Melalui FGD ini, Arwita berharap peserta yang hadir bisa menyampaikan pentingnya pilah sampah di lingkungan rumah tangga dan RT.
Diakui Arwita, merupakan pola pikir atau mindset masyarakat tentang memilah sampah memang tidak mudah.
“Mengubah mindset ini tidak mudah apalagi masyarakat punya karakter yang berbeda-beda. Mereka beranggapan yang penting saya buang sampah pada tempatnya. Padahal dengan memilah sampah sebelum dibuang itu akan mengurangi timbunan sampah di TPA,” jelas Arwita.
Dari data yang ada, setiap harinya ada 2.000 ton sampah yang dibuang di TPA Jatibarang. Dari jumlah tersebut 80 persennya merupakan sampah dari rumah tangga.
Guna mengurangi sampah rumah tangga, program pilah sampah yang dilakukan di tingkat rumah tangga terus digenjot. Pasalnya, kondisi TPA Jatibarang semakin hari daya tampungnya terus menipis.

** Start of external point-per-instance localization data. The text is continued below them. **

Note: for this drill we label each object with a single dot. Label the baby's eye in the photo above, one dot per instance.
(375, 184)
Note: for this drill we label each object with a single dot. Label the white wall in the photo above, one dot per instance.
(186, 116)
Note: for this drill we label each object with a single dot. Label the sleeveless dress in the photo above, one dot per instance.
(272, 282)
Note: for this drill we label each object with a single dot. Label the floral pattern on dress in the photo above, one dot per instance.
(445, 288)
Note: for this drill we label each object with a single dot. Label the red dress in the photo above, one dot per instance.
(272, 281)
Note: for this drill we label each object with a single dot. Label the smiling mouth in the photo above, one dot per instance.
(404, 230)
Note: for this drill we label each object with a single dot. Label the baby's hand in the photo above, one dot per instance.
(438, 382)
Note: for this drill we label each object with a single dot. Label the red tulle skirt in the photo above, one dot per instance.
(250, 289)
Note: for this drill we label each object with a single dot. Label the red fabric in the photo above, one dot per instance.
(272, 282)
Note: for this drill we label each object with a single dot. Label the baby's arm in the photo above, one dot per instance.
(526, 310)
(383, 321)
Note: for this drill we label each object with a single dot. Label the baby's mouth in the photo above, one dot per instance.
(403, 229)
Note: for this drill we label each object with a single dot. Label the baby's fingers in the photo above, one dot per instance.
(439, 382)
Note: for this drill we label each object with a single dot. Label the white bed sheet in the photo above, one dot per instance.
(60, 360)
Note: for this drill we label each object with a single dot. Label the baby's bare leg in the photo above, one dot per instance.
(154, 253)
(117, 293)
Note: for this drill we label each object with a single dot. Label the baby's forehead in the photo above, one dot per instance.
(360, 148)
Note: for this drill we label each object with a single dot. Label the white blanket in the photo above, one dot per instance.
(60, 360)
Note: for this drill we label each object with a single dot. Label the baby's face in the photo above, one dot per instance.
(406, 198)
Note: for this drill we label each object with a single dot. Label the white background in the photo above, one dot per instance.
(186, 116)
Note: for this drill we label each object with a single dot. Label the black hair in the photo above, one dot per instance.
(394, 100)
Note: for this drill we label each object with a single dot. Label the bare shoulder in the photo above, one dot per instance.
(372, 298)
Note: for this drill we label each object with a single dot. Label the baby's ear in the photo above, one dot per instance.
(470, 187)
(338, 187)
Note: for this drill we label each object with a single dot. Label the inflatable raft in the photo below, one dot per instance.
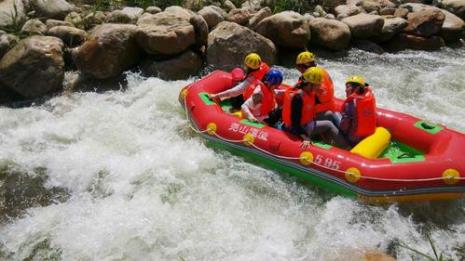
(407, 159)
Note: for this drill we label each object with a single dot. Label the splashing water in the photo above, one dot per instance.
(142, 187)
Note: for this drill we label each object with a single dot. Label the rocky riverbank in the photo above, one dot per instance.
(47, 46)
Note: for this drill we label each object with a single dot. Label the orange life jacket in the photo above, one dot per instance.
(365, 110)
(308, 106)
(268, 99)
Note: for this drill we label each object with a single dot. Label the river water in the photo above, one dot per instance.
(139, 185)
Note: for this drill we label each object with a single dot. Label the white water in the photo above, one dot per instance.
(143, 187)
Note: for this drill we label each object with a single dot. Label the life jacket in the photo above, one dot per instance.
(364, 120)
(326, 94)
(268, 99)
(308, 106)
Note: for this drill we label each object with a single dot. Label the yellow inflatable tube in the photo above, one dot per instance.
(372, 146)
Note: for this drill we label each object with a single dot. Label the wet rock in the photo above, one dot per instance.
(212, 15)
(12, 14)
(75, 19)
(331, 34)
(57, 9)
(406, 41)
(127, 15)
(71, 36)
(52, 23)
(109, 50)
(93, 19)
(176, 68)
(34, 26)
(453, 27)
(33, 67)
(343, 11)
(456, 7)
(424, 21)
(364, 26)
(238, 16)
(153, 9)
(229, 43)
(287, 29)
(258, 17)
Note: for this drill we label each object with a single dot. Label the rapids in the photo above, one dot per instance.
(139, 185)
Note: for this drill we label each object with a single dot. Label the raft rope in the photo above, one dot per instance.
(299, 158)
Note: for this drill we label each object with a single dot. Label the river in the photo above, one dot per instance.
(134, 183)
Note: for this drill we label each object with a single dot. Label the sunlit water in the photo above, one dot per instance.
(143, 187)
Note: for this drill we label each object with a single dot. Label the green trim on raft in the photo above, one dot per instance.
(429, 127)
(205, 99)
(275, 165)
(400, 153)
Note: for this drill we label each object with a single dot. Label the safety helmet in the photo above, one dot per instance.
(313, 75)
(273, 77)
(305, 57)
(252, 60)
(237, 74)
(359, 80)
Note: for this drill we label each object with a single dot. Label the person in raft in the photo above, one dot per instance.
(325, 93)
(299, 111)
(358, 110)
(255, 69)
(260, 103)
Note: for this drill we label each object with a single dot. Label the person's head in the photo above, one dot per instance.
(304, 61)
(313, 77)
(252, 61)
(355, 83)
(273, 78)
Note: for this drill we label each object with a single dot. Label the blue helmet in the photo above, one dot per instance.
(273, 77)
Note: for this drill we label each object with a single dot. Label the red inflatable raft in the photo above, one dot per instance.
(422, 161)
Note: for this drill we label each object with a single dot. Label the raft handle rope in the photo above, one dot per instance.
(299, 158)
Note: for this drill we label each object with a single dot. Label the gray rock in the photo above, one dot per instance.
(287, 29)
(71, 36)
(34, 26)
(109, 50)
(229, 43)
(176, 68)
(331, 34)
(34, 67)
(364, 26)
(57, 9)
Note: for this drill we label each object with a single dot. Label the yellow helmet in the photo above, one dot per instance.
(356, 79)
(305, 57)
(314, 75)
(253, 60)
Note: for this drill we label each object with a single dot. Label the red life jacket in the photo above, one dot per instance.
(268, 99)
(365, 110)
(308, 106)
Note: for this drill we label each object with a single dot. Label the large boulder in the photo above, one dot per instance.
(34, 26)
(287, 29)
(456, 7)
(229, 43)
(332, 34)
(176, 68)
(34, 67)
(407, 41)
(258, 17)
(364, 26)
(71, 36)
(12, 14)
(424, 20)
(392, 26)
(213, 15)
(110, 50)
(127, 15)
(452, 28)
(57, 9)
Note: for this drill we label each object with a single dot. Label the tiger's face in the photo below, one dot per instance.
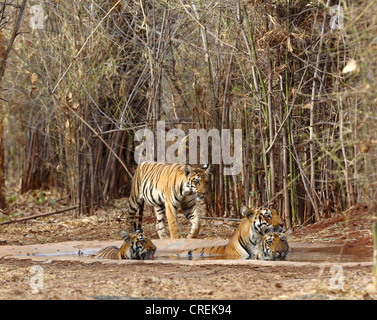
(274, 246)
(264, 220)
(197, 181)
(141, 246)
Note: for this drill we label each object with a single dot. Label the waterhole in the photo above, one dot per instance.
(298, 254)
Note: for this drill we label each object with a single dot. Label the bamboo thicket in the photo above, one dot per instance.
(100, 70)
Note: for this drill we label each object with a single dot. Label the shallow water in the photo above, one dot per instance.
(298, 254)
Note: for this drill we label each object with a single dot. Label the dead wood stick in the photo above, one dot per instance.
(40, 215)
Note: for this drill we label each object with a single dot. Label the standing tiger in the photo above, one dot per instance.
(247, 238)
(166, 188)
(136, 246)
(274, 246)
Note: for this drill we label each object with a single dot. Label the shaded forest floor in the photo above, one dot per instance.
(77, 280)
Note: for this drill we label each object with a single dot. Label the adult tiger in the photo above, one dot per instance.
(274, 246)
(136, 246)
(166, 188)
(247, 238)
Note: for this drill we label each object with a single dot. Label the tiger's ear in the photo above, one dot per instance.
(246, 212)
(188, 170)
(125, 236)
(287, 233)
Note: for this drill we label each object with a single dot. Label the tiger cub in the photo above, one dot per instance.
(274, 246)
(247, 238)
(136, 246)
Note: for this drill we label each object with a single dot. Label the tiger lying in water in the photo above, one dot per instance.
(274, 246)
(246, 241)
(136, 246)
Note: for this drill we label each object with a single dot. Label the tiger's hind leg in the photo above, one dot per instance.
(160, 224)
(191, 211)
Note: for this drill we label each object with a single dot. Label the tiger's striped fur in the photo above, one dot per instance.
(247, 238)
(274, 246)
(136, 246)
(166, 188)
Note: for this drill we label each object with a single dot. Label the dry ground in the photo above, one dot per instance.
(78, 280)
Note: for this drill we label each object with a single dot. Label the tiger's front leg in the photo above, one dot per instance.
(160, 224)
(192, 211)
(171, 214)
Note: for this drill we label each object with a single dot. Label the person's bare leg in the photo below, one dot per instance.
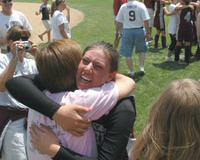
(142, 58)
(130, 64)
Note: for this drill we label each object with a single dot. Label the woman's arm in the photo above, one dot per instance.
(9, 70)
(24, 89)
(125, 85)
(167, 13)
(119, 123)
(62, 31)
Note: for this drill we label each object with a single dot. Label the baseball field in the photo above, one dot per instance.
(92, 20)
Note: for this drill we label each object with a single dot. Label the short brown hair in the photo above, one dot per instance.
(57, 65)
(108, 50)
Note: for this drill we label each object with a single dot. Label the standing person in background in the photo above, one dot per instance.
(13, 113)
(159, 23)
(134, 16)
(116, 6)
(172, 28)
(9, 18)
(60, 23)
(185, 33)
(45, 10)
(172, 130)
(150, 8)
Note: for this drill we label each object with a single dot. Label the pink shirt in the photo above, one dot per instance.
(99, 99)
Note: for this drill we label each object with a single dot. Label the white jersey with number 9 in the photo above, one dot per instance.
(132, 14)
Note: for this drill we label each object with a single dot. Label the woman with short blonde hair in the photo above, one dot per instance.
(172, 131)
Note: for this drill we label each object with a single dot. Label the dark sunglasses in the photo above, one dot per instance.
(4, 1)
(23, 38)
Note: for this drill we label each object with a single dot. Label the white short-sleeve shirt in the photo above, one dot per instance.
(16, 18)
(100, 100)
(132, 14)
(57, 19)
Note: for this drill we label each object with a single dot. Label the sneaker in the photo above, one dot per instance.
(168, 59)
(142, 72)
(131, 73)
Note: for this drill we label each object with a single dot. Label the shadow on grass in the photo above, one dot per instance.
(174, 65)
(137, 76)
(156, 50)
(171, 66)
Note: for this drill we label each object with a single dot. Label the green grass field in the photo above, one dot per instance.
(98, 25)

“80 persen dari 2000 ton sampah per hari yang dibuang ke TPA itu adalah sampah rumah tangga. Sedangkan hingga saat ini baru 26 persen sampah rumah tangga yang terpilah melalui program pilah sampah. Perlu upaya masif,” bebernya.
80 persen sampah rumah tangga yang masuk ke TPA, lanjut Arwita, lebih dari 60 persennya adalah sampah organik rumah tangga, dan sisanya adalah sampah non-organik.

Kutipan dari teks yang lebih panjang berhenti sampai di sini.